Starting with Bradbury, in his novel, he argues that the distractions of technology does not lead to happiness, but dissatisfaction and harm. For example, Montag was very contempt with his life in the beginning of the story. He was a product of his society. He loved his job and was partaking in the same distractions everyone else was. However, Clarisse challenged his lifestyle with numerous questions. One question really opened his eyes. She asked, “Are you happy?”. This question bothered him so much that “He felt his smile slide away, melt, fold over and down on itself like a tallow skin [...] Darkness. He was not happy”. He realized that for the past thirty years of his life he mistook happiness for distraction. Bradbury uses Clarisse to ignore “his authority by openly questioning whether he can even think” and to easily see through his ‘“mask” of happiness and into his deeper discontent”. Montag’s wife is another prime example of someone who tries to find happiness in her technology. She spends hours of her day watching her “family” on television and listening to the seashell radio. However, when Montag comes home one night, he finds the crystal bottle that was filled with sleeping pills now laying “uncapped and empty in the light of the tiny flare”. His wife was laying there in the dark overdosing. Mildred believes she is content with life, but the distraction of technology blinded her of her true dissatisfaction and almost lead her to her demise. Bradbury wants readers to see that “something has happened to everybody, that under the 'mask of happiness' lies a great emptiness”. In Fahrenheit 451 it is clearly depicted that distractions do not equate happiness.

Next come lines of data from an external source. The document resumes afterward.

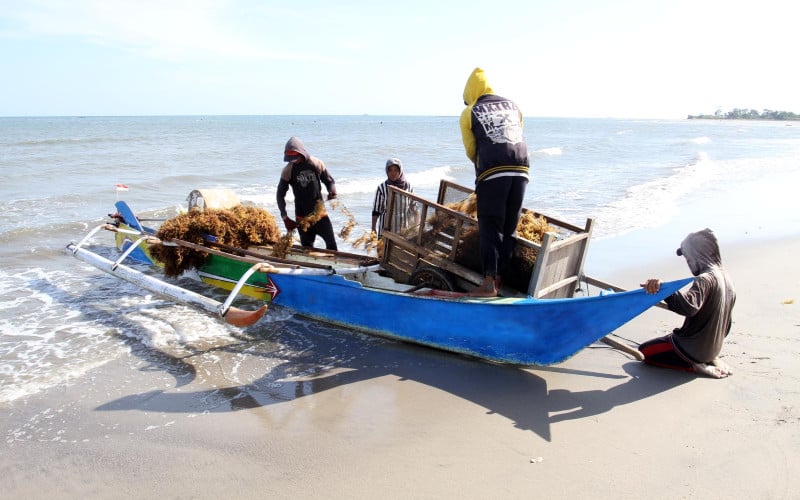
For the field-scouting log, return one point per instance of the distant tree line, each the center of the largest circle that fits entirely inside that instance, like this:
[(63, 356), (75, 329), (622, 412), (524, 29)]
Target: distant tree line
[(748, 114)]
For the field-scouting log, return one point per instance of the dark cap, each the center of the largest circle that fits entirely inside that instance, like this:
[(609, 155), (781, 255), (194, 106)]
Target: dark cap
[(290, 155), (394, 161)]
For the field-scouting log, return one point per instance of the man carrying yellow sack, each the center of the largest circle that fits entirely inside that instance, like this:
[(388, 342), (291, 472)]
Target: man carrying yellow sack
[(491, 129)]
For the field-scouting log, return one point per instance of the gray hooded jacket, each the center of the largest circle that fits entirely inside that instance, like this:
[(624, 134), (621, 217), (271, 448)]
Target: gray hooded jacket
[(707, 304)]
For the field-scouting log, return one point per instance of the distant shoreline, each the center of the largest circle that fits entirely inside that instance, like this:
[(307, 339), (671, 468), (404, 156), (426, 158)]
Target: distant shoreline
[(748, 114)]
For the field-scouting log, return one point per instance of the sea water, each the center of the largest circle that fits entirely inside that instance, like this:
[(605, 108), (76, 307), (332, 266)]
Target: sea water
[(646, 183)]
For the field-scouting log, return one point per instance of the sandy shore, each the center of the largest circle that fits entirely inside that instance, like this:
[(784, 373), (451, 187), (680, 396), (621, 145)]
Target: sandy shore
[(398, 421)]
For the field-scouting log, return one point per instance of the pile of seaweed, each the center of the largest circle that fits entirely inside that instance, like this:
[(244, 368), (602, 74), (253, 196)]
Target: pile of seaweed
[(530, 227), (241, 227)]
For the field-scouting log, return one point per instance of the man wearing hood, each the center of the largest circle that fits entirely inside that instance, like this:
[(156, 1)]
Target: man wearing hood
[(404, 210), (491, 129), (306, 174), (707, 305)]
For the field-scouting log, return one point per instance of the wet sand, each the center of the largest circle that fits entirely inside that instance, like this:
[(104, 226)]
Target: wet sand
[(334, 414)]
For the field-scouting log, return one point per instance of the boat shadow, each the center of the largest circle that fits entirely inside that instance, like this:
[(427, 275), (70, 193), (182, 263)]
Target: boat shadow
[(301, 359)]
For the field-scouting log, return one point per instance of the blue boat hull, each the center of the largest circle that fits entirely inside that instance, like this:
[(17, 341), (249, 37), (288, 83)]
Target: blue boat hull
[(520, 331)]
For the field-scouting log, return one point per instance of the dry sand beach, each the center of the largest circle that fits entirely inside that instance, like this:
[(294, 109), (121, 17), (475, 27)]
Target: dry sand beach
[(399, 421)]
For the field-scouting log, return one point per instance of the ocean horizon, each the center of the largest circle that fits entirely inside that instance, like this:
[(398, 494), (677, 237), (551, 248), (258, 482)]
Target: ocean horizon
[(645, 182)]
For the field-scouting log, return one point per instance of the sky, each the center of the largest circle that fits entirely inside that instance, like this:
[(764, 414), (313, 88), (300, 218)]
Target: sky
[(565, 58)]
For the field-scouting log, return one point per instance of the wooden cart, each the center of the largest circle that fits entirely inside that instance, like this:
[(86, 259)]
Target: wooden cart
[(424, 244)]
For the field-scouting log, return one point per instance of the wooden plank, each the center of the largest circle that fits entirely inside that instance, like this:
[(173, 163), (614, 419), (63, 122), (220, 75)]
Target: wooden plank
[(608, 286)]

Similarly, in Oryx and Crake, Atwood urges readers to not to not equate distractions with happiness because individuals will continually be dissatisfied with life. For example, Jimmy came from a privileged family who lived in the Compounds. The purpose of the compounds was to “maintain a secure, unthreatened way of life by keeping visible suffering such as poverty and violence outside their walls”. The people living in the compounds have the best of everything but are living a false life. The only way they can see the outside hardships is “accessible only through media outlets as distant objects, products made available for consumption”. When they do see the chaos happening in the outside world, it is just another form of distraction because they view it as entertainment and not an actual issue. We see this when Crake and Jimmy would hang out after school. They would spend their time surfing the internet and watching execution videos, child pornography, the Noodie News, and so many other uncensored sites just for fun. Crake would use his “Uncle Pete’s private code” in order to have access to the more “disgusting and forbidden sites and bills everything to his Uncle’s account. However, even though Jimmy’s mother has a seemingly perfect life, she shows us that the distractions embedded in the compounds did not bring her happiness. She was often a very depressed lady. Jimmy often found it hard to even get a reaction out of her because she was so detached from everything. He found himself even just trying to make her angry because “Anything was better than the flat voice, the blank eyes, the tired staring out the window”. She decides to leave the compounds for the Pleeblands because she can “no longer participate in a lifestyle that is meaningless in itself”. Atwood uses the example of Jimmy’s mother to show readers that even with a privileged life, the distractions caused her to be dissatisfied with life.

In conclusion, Ray Bradbury and Margret Atwood in their books Fahrenheit 451 and Oryx and Crake show readers that happiness is not equated with distractions. Ray Bradbury shows his readers that the distraction of technology in Fahrenheit 451 does not bring happiness but dissatisfaction and harm. Margret Atwood similarly urges readers in her book to not equate happiness with distractions because individuals with continually be dissatisfied with life. So, in a present world where technology and distractions are constantly present, can we really say that we are happy?